Digital Twin and TD3-Enabled Optimization of xEV Energy Management in Vehicle-to-Grid Networks
Irum Saba, Abdulraheem H. Alobaidi, Sultan Alghamdi, Muhammad Tariq
Abstract
The rapid expansion of extended electric vehicle (xEV) adoption necessitates optimizing energy storage systems (ESS) management for enhanced performance, longevity, and reliability. However, traditional ESS management approaches struggle with real-time state estimation, energy optimization, and predictive maintenance, leading to inefficiencies in battery utilization and sustainability. This paper addresses these challenges by proposing an advanced ESS framework that integrates digital twin (DT) technology with the twin-delayed deep deterministic policy gradient (TD3) algorithm, a state-of-the-art reinforcement learning method derived from the deep deterministic policy gradient (DDPG). This integration enables precise real-time estimation of critical ESS states, including state of charge (SoC), state of health (SoH), state of energy (SoE), and remaining useful life (RUL), thereby enhancing predictive maintenance and operational efficiency.

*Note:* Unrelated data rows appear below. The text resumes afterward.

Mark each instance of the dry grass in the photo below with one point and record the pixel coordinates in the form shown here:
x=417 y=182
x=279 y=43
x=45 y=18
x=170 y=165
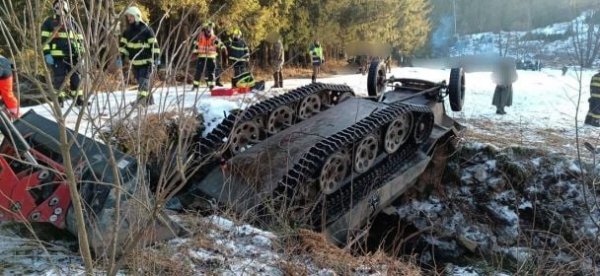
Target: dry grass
x=151 y=133
x=326 y=255
x=504 y=134
x=152 y=262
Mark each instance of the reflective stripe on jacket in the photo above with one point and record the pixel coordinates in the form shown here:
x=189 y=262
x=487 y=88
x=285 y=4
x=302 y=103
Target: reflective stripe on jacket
x=61 y=38
x=139 y=44
x=316 y=53
x=238 y=50
x=206 y=47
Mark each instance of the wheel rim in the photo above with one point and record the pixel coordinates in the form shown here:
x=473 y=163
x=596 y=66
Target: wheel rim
x=381 y=77
x=244 y=135
x=325 y=97
x=366 y=152
x=344 y=96
x=420 y=132
x=334 y=171
x=280 y=119
x=397 y=133
x=309 y=106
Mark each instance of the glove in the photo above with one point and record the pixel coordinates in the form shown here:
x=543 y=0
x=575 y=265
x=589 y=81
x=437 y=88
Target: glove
x=14 y=112
x=49 y=59
x=119 y=62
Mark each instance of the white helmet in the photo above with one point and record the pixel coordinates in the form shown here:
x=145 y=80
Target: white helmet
x=61 y=6
x=135 y=12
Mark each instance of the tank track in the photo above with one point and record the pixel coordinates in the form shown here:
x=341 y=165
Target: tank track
x=219 y=135
x=207 y=150
x=307 y=169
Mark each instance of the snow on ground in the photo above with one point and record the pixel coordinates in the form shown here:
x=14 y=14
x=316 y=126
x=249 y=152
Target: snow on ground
x=551 y=41
x=544 y=103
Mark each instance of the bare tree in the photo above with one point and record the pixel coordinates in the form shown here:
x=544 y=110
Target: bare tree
x=130 y=222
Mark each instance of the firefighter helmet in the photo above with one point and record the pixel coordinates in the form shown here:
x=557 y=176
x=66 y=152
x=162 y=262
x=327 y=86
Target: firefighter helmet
x=236 y=32
x=61 y=6
x=135 y=12
x=208 y=25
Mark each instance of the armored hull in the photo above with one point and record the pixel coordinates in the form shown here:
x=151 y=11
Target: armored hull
x=336 y=169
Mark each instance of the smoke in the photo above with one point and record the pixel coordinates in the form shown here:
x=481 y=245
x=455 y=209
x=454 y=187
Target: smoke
x=441 y=38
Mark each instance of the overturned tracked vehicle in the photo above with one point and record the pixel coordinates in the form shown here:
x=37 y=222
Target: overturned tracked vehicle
x=319 y=157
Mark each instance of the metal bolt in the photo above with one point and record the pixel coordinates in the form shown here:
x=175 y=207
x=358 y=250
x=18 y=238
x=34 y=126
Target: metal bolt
x=15 y=207
x=35 y=216
x=43 y=175
x=53 y=201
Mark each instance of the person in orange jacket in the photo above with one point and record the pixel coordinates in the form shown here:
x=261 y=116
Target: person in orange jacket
x=207 y=47
x=6 y=82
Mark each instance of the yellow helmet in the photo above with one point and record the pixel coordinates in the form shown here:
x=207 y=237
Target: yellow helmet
x=208 y=25
x=235 y=32
x=135 y=12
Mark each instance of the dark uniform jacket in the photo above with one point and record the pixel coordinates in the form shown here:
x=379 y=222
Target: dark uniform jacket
x=139 y=44
x=238 y=50
x=61 y=37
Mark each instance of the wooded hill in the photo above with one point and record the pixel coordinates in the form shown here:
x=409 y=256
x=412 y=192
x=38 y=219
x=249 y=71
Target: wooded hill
x=476 y=16
x=402 y=24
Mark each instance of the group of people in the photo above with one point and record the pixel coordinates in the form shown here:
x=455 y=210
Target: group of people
x=63 y=49
x=62 y=40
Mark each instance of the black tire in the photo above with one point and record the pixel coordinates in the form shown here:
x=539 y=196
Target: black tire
x=456 y=89
x=376 y=79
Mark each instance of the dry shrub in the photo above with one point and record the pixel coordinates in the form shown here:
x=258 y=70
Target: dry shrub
x=150 y=262
x=151 y=133
x=326 y=255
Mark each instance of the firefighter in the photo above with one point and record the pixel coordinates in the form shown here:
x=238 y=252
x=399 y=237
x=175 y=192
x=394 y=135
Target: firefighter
x=138 y=44
x=316 y=54
x=388 y=63
x=593 y=116
x=207 y=47
x=239 y=56
x=504 y=76
x=62 y=43
x=6 y=82
x=277 y=60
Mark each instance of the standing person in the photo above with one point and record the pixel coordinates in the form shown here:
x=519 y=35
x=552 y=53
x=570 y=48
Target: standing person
x=62 y=44
x=504 y=77
x=207 y=47
x=316 y=54
x=220 y=62
x=138 y=44
x=277 y=60
x=239 y=56
x=6 y=81
x=388 y=63
x=593 y=116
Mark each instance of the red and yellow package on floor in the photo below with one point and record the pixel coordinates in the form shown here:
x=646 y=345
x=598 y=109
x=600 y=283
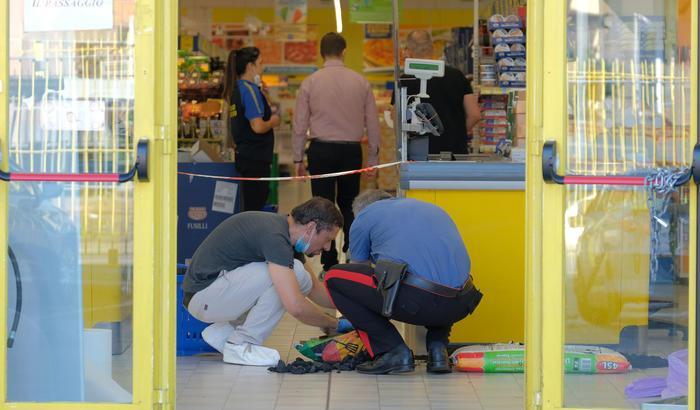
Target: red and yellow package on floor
x=332 y=349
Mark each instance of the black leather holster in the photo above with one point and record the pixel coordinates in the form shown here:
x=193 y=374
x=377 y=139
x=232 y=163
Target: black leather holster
x=389 y=276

The proposed framework facilitates proactive battery health monitoring, generates early warnings for potential failures, and enables intelligent battery swapping via DT-driven ESS control. By dynamically adapting ESS control strategies, the TD3 algorithm optimizes energy distribution, reduces energy consumption, and improves overall vehicle performance. With a prediction accuracy of 99.8% for SoC, SoH, and SoE, the proposed approach effectively addresses key challenges in xEV ESS management like cell balancing, dynamic charging rate adjustment, battery swapping decisions, and energy optimization, contributing to a more sustainable and efficient EV ecosystem.